Meet the new boss, quite different from the old boss. "In 25 years I never had a layoff, and I don't intend to start now." With those words, Robert Dingman (above) got off on the right foot as trustee of Casino Aztar. (Dingman says he might even -- Gasp! -- increase staffing. That sound you hear is Bill Yung reaching for his defibrillator.)
The Evansville riverboat is entering an odd interregnum in which it will be run by the State of Indiana on Columbia Sussex's dime (and I use "dime" advisedly) while the state vets would-owner Eldorado Resorts, whose interests include co-ownership of the Silver Legacy -- an exceptionally comfortable casino-hotel, the nicest in downtown Reno, when I was hosted there ... admittedly, back in the last century.
Having faced off with the Carano family during his Harrah's Entertainment years, Dingman gives them the thumbs up as "great operators ... our nemesis in Reno."
The latter ponied up $220 million* for the gaming vessel ($5 million less than expected) on the very day Columbia Sussex was likely to be stripped of its license. Yung's company had reneged on commitments to the city of Evansville, both in terms of employment levels and bringing in a new boat. It also ceased Aztar Corp.'s practice of supporting local charities and vendors.
Eldorado -- which evidently relishes challenging riverboat markets -- plunked down $169 million two years ago (plus an additional $9 million last month) for a Bossier City, La., boat and that would put Casino Aztar within its price range. Still, with credit markets being what they are, I'm awaiting disclosure of the terms of sale with bated breath.
"Our long nightmare is over," added Dingman. Although he's worked in some of Harrah's most far-flung markets, from Vicksburg to New Zealand, serving in the Vietnam War will probably turn out to be Dingman's best preparation for dealing with the scorched-earth tactics of Bill Yung. (As more than one Courier-Post reader points out, the new casino resort in French Lick has leapfrogged past Casino Aztar while Yung was busy subdividing pennies.) Apparently Yung's can't-fail business strategies included eradicating or severely diminishing promotional allowances.
No wonder Casino Aztar is 11th out of 11 Hoosier State casinos. (Only third-lowest in revenue, though.) In FY07, French Lick was breathing down Casino Aztar's neck, $111 million to $123.5 million.

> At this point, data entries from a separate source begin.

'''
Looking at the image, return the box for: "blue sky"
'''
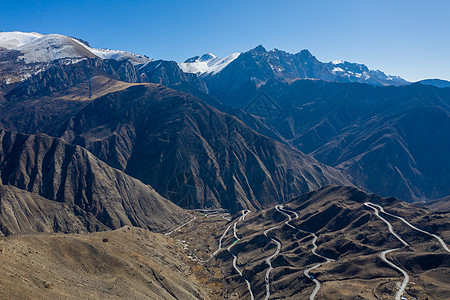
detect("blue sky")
[1,0,449,81]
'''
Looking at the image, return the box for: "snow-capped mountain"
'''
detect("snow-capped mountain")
[180,45,409,87]
[1,32,409,88]
[0,31,44,49]
[326,60,408,86]
[0,31,151,64]
[178,52,240,76]
[0,31,151,84]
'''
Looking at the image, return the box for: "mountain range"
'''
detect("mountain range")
[0,31,448,299]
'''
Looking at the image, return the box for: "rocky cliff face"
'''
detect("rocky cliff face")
[0,129,189,234]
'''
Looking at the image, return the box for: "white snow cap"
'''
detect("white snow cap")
[331,60,344,65]
[179,52,240,75]
[0,31,151,64]
[0,31,44,49]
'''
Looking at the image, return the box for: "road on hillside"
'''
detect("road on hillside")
[367,203,450,253]
[164,215,197,236]
[364,203,409,300]
[263,223,282,300]
[276,205,333,300]
[225,210,254,300]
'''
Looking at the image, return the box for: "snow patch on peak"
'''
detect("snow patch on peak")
[0,31,44,50]
[331,60,344,65]
[88,47,150,64]
[0,31,152,65]
[179,52,240,76]
[15,34,98,63]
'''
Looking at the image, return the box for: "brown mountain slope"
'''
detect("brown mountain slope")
[169,186,450,299]
[0,129,188,234]
[53,83,352,212]
[0,184,107,236]
[0,226,211,299]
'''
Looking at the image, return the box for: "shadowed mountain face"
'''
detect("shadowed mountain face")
[200,78,450,203]
[1,48,448,205]
[260,81,450,202]
[51,84,352,212]
[5,57,140,102]
[0,61,353,212]
[0,129,188,235]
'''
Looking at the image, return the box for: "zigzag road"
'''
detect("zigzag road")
[263,224,281,300]
[276,205,333,300]
[224,210,255,300]
[364,203,409,300]
[367,203,450,253]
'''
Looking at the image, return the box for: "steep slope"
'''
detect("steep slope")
[208,78,450,203]
[52,83,352,212]
[0,226,211,299]
[0,129,188,234]
[276,80,450,202]
[0,184,106,236]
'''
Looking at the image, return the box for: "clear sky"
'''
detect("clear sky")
[1,0,449,81]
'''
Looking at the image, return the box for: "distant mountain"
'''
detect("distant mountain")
[250,80,450,202]
[180,46,408,107]
[0,129,189,235]
[0,32,409,89]
[417,78,450,88]
[0,31,150,85]
[181,46,409,87]
[0,58,353,212]
[51,83,352,212]
[179,52,240,76]
[325,59,407,86]
[0,31,150,64]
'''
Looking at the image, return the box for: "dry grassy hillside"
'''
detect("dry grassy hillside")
[0,226,211,299]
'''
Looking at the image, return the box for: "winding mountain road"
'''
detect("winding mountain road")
[263,224,282,300]
[213,223,233,256]
[367,203,450,253]
[276,205,333,300]
[226,210,254,300]
[380,248,410,300]
[364,203,409,300]
[364,203,409,247]
[164,215,197,236]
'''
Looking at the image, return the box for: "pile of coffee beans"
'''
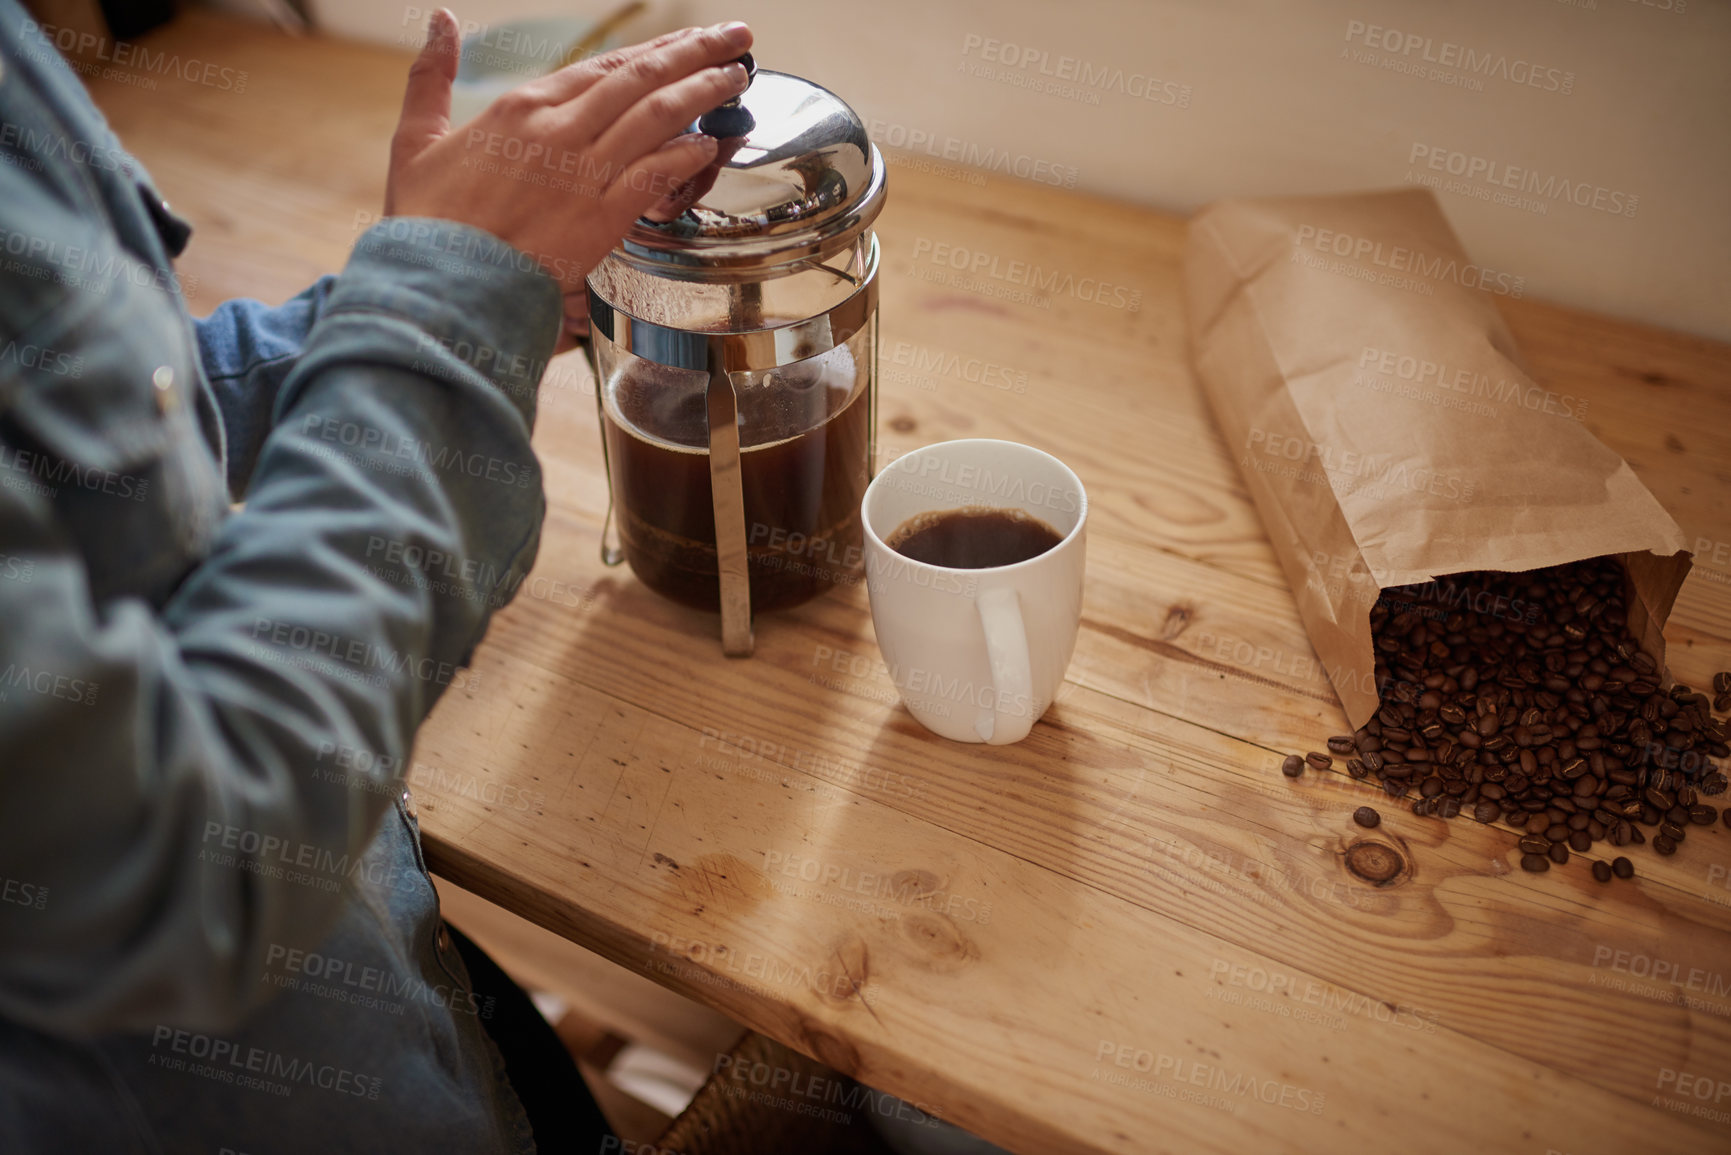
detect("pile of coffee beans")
[1284,557,1731,879]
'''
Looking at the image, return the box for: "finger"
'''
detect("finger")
[642,135,741,222]
[557,22,752,150]
[523,25,704,106]
[394,9,460,158]
[597,133,720,242]
[642,157,719,222]
[588,63,749,177]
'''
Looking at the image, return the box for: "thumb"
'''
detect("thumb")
[396,9,460,157]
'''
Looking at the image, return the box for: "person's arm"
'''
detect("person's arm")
[0,13,755,1038]
[193,280,336,499]
[0,211,558,1036]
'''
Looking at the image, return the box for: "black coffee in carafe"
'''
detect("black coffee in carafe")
[602,339,870,613]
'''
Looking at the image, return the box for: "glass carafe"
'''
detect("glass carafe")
[586,63,887,655]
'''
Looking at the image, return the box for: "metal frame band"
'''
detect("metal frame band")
[586,237,879,375]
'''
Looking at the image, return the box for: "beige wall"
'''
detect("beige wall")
[304,0,1731,341]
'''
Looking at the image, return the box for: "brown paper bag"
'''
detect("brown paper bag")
[1183,188,1691,728]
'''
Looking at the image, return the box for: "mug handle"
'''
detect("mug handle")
[976,586,1035,745]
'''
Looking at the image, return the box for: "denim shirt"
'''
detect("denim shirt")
[0,4,560,1149]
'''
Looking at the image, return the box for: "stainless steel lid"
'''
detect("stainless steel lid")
[617,62,887,279]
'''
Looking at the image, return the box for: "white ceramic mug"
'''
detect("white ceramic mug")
[862,440,1087,744]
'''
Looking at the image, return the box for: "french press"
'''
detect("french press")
[585,56,887,656]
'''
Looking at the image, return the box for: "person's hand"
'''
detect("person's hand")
[385,11,752,314]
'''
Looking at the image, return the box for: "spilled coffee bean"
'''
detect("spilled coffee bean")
[1592,860,1612,883]
[1282,754,1304,778]
[1329,557,1727,876]
[1612,856,1634,879]
[1352,806,1380,829]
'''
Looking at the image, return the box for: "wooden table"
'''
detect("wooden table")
[89,13,1731,1155]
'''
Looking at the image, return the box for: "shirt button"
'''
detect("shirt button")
[402,787,418,819]
[152,366,178,414]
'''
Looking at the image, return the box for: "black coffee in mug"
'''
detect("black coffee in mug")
[886,507,1063,569]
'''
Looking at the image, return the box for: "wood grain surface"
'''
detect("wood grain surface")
[83,13,1731,1155]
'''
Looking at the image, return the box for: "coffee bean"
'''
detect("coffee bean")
[1350,559,1727,877]
[1548,842,1570,865]
[1518,835,1552,855]
[1306,752,1333,771]
[1653,835,1677,856]
[1660,821,1686,843]
[1545,824,1571,843]
[1282,755,1304,778]
[1520,853,1550,873]
[1353,806,1381,829]
[1690,804,1717,825]
[1592,861,1612,883]
[1612,856,1634,879]
[1568,831,1591,853]
[1714,672,1730,696]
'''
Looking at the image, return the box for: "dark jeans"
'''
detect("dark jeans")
[449,924,618,1155]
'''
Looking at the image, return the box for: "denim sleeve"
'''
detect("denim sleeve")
[0,218,560,1035]
[193,278,337,498]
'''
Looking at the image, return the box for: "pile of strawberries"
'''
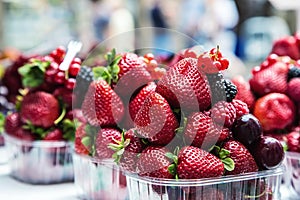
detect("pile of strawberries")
[76,46,284,189]
[3,46,85,142]
[232,32,300,153]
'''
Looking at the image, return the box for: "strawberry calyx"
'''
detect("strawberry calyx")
[165,146,180,179]
[15,88,29,112]
[18,59,50,88]
[81,124,98,156]
[93,48,121,85]
[108,130,131,164]
[213,145,235,172]
[60,118,76,141]
[22,121,49,139]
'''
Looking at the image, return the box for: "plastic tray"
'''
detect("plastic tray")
[125,166,284,200]
[4,133,74,184]
[281,151,300,199]
[73,153,128,200]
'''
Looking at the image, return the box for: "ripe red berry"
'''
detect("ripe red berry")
[219,57,229,70]
[56,46,66,58]
[54,71,65,84]
[267,54,278,65]
[68,63,81,77]
[65,78,76,90]
[72,57,82,65]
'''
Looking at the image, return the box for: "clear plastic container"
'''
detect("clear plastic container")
[73,153,128,200]
[281,151,300,199]
[3,133,74,184]
[125,166,284,200]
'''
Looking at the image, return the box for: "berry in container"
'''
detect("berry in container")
[1,45,85,184]
[4,133,74,184]
[75,46,285,199]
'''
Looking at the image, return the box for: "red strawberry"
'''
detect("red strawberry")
[14,128,36,141]
[81,80,124,127]
[95,128,121,159]
[286,130,300,152]
[129,82,156,121]
[253,93,296,131]
[113,52,152,98]
[43,128,63,141]
[75,123,90,155]
[230,99,249,119]
[287,77,300,103]
[134,92,179,145]
[218,127,231,143]
[249,61,289,97]
[155,58,211,113]
[4,112,22,136]
[183,112,221,150]
[177,146,224,179]
[210,101,236,127]
[53,87,74,109]
[222,140,258,175]
[271,36,300,60]
[117,128,145,172]
[20,91,60,128]
[231,75,255,110]
[136,146,173,179]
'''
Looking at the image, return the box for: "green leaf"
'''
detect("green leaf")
[168,164,176,176]
[18,60,49,88]
[61,119,76,141]
[81,136,91,148]
[219,148,230,159]
[0,112,5,133]
[222,157,235,172]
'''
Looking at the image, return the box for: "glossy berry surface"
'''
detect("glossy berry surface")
[250,136,284,170]
[232,114,262,146]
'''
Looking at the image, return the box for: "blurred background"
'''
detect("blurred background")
[0,0,299,67]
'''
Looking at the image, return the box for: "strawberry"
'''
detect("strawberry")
[231,75,255,110]
[43,128,63,141]
[271,36,300,60]
[95,128,121,159]
[75,123,91,155]
[81,80,124,127]
[155,58,211,113]
[136,146,173,179]
[222,140,258,175]
[109,52,152,99]
[14,127,36,141]
[230,99,249,119]
[217,127,231,143]
[287,77,300,103]
[253,93,296,131]
[134,92,179,145]
[111,128,145,173]
[4,112,22,136]
[210,101,236,127]
[129,81,156,121]
[53,87,74,109]
[177,146,224,179]
[286,130,300,152]
[20,91,60,128]
[183,112,221,150]
[249,61,289,97]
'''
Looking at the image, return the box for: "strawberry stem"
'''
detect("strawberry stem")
[54,104,66,125]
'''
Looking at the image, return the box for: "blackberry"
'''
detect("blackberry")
[73,66,94,108]
[206,73,237,104]
[223,79,237,102]
[288,66,300,81]
[206,73,226,104]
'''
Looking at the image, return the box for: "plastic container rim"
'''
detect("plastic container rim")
[74,152,284,186]
[3,132,73,148]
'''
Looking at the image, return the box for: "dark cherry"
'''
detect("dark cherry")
[250,136,284,170]
[232,114,262,146]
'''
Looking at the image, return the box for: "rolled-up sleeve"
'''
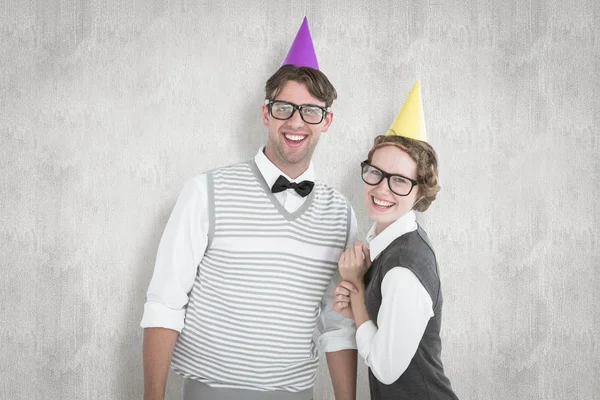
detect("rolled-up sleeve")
[315,207,358,352]
[140,175,209,332]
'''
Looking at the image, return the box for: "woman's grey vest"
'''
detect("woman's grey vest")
[364,226,458,400]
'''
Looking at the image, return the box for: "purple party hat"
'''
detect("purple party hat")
[282,17,319,69]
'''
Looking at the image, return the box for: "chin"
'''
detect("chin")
[368,212,386,225]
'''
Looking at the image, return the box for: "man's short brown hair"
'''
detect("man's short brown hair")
[367,135,441,212]
[265,65,338,107]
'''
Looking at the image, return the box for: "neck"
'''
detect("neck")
[280,163,309,179]
[263,147,310,179]
[375,222,391,236]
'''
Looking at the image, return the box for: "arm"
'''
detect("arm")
[140,176,209,400]
[351,267,433,384]
[326,349,357,400]
[143,328,179,400]
[317,208,359,400]
[348,281,370,329]
[318,270,358,400]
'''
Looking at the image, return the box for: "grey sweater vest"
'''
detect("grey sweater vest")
[364,226,458,400]
[171,160,351,392]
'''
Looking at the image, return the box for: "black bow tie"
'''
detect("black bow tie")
[271,175,314,197]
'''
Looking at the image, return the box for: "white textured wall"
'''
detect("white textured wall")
[2,1,599,399]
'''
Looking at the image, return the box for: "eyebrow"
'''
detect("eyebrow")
[273,100,326,108]
[370,163,416,180]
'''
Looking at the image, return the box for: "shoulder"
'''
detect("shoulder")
[378,227,441,295]
[389,228,435,261]
[378,229,438,283]
[209,160,253,176]
[180,159,251,196]
[313,181,351,208]
[179,173,208,196]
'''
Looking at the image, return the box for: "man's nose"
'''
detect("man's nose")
[287,109,305,127]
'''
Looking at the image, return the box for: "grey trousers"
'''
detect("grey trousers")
[183,379,314,400]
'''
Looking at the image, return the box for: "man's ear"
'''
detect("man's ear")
[262,104,270,127]
[321,111,334,132]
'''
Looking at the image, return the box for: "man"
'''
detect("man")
[141,18,358,400]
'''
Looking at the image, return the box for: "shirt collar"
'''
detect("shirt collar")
[254,146,315,188]
[366,210,418,261]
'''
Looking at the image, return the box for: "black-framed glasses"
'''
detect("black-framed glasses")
[360,160,419,196]
[265,99,330,125]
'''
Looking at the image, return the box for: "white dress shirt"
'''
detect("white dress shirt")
[356,211,435,385]
[141,148,358,352]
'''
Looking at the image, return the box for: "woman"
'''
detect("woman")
[334,133,459,399]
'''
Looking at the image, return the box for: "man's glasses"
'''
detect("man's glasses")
[361,160,419,196]
[265,100,330,125]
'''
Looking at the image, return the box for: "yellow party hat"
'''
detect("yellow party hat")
[387,80,427,142]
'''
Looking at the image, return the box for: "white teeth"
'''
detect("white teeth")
[285,134,306,142]
[373,197,394,207]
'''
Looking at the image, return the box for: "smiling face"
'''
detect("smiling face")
[262,80,333,178]
[364,145,420,233]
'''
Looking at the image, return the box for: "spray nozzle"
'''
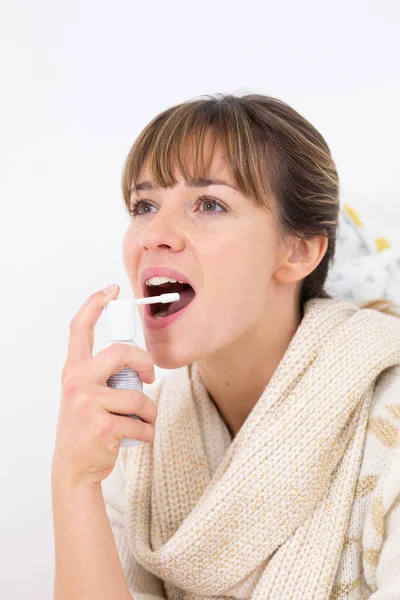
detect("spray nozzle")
[133,292,180,305]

This Should Be Interesting Dept. The Courier-Press adds that "Dingman has been granted broad powers to spend Columbia Sussex's money on operating and improving the casino," which apparently suffers from a shortage of dealers, among other things. But has he been granted broad Columbia Sussex money to spend? Yung is notoriously loath in that respect, so Dingman can probably look forward to having to play hardball with the corporate colossus of Fort Mitchell, Ky.
Bottom line: I've seen how the Caranos operate and I've seen how Bill Yung operates. Eldorado in/ColSux out is a happier ending to this story than we could have hoped for, say, two months ago.
* -- The price is sometimes reported as $245 million because of a conditional $25 million Eldorado will kick in if it hits certain (undisclosed) metrics. The two companies are essentially making a wager that Eldorado can do something comparable to what it did in Bossier City, where it grew revenue 18% over a two-year period, in a declining market.